Italy’s quest for a worldwide moratorium on the death penalty will face such strong oppositionists as the U.S., but this step could lead to its success, Italy's foreign minister said.

"I think there is a change in mood, of public opinion," Foreign Minister Massimo D'Alema said in an interview Friday, noting that 130 countries have now abolished the death penalty. "Over the years we have taken some great steps forward, which means it's possible. There are international pressures, a maturing of public opinion. Things are changing."

D'Alema spoke following a meeting on the sidelines of the U.N. General Assembly during which representatives from 101 countries agreed to form a task force to pursue the moratorium and draft a General Assembly resolution.
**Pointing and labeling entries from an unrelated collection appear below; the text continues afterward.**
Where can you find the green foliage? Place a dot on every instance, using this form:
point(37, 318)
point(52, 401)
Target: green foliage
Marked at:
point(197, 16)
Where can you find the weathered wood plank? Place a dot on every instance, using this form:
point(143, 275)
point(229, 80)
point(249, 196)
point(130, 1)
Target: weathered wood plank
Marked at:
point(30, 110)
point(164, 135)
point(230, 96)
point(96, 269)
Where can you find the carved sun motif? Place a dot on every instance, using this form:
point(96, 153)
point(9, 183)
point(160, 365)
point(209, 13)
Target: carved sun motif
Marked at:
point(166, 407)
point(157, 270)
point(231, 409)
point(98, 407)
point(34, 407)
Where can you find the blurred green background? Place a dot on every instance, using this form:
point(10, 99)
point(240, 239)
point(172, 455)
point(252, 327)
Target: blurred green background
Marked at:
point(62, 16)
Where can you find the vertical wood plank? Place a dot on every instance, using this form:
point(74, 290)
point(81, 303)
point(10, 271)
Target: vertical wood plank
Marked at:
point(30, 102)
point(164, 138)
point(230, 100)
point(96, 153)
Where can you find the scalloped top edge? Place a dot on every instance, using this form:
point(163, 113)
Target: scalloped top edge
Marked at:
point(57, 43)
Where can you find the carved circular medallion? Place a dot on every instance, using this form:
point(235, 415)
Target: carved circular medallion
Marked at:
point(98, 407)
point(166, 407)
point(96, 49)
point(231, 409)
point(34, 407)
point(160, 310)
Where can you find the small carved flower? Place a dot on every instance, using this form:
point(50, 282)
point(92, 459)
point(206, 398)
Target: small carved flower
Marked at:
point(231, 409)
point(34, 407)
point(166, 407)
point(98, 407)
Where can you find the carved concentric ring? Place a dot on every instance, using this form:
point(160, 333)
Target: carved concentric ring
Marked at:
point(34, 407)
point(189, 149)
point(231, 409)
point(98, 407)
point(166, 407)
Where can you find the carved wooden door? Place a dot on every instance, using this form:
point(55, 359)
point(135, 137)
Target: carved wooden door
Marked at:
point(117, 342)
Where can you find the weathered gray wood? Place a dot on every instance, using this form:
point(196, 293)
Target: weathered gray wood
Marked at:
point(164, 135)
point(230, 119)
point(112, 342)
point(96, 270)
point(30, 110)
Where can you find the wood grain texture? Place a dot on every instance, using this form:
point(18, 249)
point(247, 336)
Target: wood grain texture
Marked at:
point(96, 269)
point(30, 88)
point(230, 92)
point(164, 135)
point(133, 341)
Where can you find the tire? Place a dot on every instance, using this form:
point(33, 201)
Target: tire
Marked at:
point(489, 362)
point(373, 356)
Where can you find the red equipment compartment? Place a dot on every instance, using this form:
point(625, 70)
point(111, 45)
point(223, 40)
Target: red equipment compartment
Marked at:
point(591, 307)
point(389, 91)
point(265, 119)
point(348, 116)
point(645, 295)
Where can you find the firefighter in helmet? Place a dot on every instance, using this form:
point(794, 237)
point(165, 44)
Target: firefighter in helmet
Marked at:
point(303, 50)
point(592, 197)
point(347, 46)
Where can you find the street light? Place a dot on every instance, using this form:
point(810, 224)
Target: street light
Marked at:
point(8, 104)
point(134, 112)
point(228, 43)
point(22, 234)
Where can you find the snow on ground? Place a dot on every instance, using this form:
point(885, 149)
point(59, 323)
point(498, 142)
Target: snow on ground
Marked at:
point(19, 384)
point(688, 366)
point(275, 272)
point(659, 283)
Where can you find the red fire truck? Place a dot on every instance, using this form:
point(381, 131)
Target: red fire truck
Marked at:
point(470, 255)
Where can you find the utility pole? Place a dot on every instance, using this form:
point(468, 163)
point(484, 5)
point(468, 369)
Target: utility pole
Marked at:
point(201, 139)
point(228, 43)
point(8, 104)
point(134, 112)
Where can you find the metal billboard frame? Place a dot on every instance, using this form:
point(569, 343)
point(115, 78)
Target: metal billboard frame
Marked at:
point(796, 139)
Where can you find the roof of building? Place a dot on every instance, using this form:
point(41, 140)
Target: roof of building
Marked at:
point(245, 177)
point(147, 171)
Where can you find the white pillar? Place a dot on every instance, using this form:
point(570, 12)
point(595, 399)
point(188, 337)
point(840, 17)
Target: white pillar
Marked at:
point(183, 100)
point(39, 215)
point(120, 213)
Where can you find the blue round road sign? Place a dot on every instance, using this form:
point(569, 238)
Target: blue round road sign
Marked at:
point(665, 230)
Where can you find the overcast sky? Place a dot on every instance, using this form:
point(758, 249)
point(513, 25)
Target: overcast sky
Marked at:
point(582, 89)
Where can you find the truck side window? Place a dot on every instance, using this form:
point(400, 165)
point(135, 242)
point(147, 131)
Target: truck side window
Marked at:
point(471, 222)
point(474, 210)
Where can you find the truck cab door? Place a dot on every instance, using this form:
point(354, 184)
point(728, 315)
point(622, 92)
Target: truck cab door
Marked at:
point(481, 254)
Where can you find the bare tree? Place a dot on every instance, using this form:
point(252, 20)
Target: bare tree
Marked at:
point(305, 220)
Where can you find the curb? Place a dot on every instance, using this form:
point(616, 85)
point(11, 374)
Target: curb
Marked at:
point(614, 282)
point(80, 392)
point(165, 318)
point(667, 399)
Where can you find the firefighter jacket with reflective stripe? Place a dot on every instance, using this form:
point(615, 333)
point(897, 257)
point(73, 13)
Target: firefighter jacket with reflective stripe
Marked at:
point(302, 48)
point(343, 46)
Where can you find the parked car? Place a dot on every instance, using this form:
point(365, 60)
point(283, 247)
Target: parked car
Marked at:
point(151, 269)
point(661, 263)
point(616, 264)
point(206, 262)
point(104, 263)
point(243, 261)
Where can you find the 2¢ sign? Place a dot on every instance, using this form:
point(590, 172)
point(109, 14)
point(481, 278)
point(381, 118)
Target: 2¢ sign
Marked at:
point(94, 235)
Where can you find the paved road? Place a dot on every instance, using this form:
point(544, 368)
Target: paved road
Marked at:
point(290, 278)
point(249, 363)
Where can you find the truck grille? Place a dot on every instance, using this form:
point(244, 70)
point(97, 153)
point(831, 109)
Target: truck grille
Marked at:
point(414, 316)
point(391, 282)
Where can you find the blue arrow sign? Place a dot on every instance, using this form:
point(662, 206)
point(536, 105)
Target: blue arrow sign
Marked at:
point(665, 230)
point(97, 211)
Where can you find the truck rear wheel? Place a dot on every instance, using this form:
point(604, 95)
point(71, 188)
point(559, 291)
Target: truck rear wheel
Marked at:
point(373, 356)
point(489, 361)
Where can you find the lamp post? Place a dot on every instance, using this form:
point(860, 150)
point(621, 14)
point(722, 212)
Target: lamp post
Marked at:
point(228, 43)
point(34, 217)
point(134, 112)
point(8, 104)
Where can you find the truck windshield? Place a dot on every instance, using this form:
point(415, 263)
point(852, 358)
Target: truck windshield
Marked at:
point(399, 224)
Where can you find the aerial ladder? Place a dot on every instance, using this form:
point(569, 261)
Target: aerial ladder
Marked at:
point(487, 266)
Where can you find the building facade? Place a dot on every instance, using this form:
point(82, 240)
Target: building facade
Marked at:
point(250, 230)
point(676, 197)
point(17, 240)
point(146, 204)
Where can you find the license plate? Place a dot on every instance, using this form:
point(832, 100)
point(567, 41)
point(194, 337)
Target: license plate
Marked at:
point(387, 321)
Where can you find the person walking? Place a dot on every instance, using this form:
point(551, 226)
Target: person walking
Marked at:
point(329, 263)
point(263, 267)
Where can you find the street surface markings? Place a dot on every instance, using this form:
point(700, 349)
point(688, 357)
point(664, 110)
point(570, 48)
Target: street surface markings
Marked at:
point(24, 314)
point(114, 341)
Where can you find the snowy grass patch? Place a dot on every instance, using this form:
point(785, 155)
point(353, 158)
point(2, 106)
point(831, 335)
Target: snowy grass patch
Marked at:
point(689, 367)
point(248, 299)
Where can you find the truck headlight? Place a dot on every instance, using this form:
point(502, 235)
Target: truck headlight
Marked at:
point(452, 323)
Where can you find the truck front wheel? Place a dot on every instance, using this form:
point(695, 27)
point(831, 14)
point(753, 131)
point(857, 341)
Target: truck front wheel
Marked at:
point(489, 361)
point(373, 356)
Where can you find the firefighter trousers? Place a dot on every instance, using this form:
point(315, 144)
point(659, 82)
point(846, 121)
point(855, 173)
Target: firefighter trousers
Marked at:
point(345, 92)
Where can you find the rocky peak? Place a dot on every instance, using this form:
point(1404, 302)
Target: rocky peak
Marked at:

The resolution will need 97 votes in the 192-member U.N. General Assembly to pass.

"This is a positive sign, it is not the solution," D'Alema cautioned, noting that powerful countries that apply the death penalty, including China, the United States and Singapore, are likely to lobby against it.

"It is one thing to attend an event, it is another to vote for it because we can expect maybe, much lobbying against (the moratorium), and these are countries that have a great influence," D'Alema said.

The meeting was hosted by Italy and Portugal, which holds the rotating European Union presidency. It included representatives from South Africa, Burundi, Senegal, Angola, Brazil, Mexico, the Philippines, the Ukraine and Russia. China sent an observer, D'Alema said. Human rights organizations including Amnesty International also attended the event, and East Timor President Jose Ramos-Horta, a Nobel Peace prize winner, was among the speakers.

Italy began a diplomatic push against the death penalty after the Dec. 30 execution in Iraq of Saddam Hussein and has been lobbying for months to get support.

Past lobbying by Italy for U.N. action to strike down the death penalty in 1994 and 1999 was unsuccessful, partly because of opposition from the United States, which has executed more than 40 people this year and about 1,100 people since the U.S. Supreme Court allowed capital punishment to resume in 1976.

Earlier this week, Richard A. Grenell, spokesman for the U.S. Mission to the United Nations, declined to speculate how the United States would vote on a resolution calling for a moratorium, but said a decision about the death penalty in the U.S. is best left to the state and federal goverments.

Recently, many U.S. states have been examining their use of lethal injection, and on Tuesday the U.S. Supreme Court agreed to hear a challenge from two Kentucky death row inmates who claim lethal injection amounts to cruel and unusual punishment. The court also halted Thursday the execution of a Texas man convicted of killing his parents.

"There is a situation now where civilized societies, the world of culture, of law, is questioning this topic of the death penalty," D'Alema said.

On Tuesday, Premier Romano Prodi called for the moratorium in his address to world leaders at the U.N. General Assembly, saying it would guarantee greater justice around the globe and an end to cultures of vengeance.

D'Alema said Italy aims to have a vote in December.

"Our objective, which was approved by the European Union ... is to come to a vote during this 62nd General Assembly of the United Nations," he said.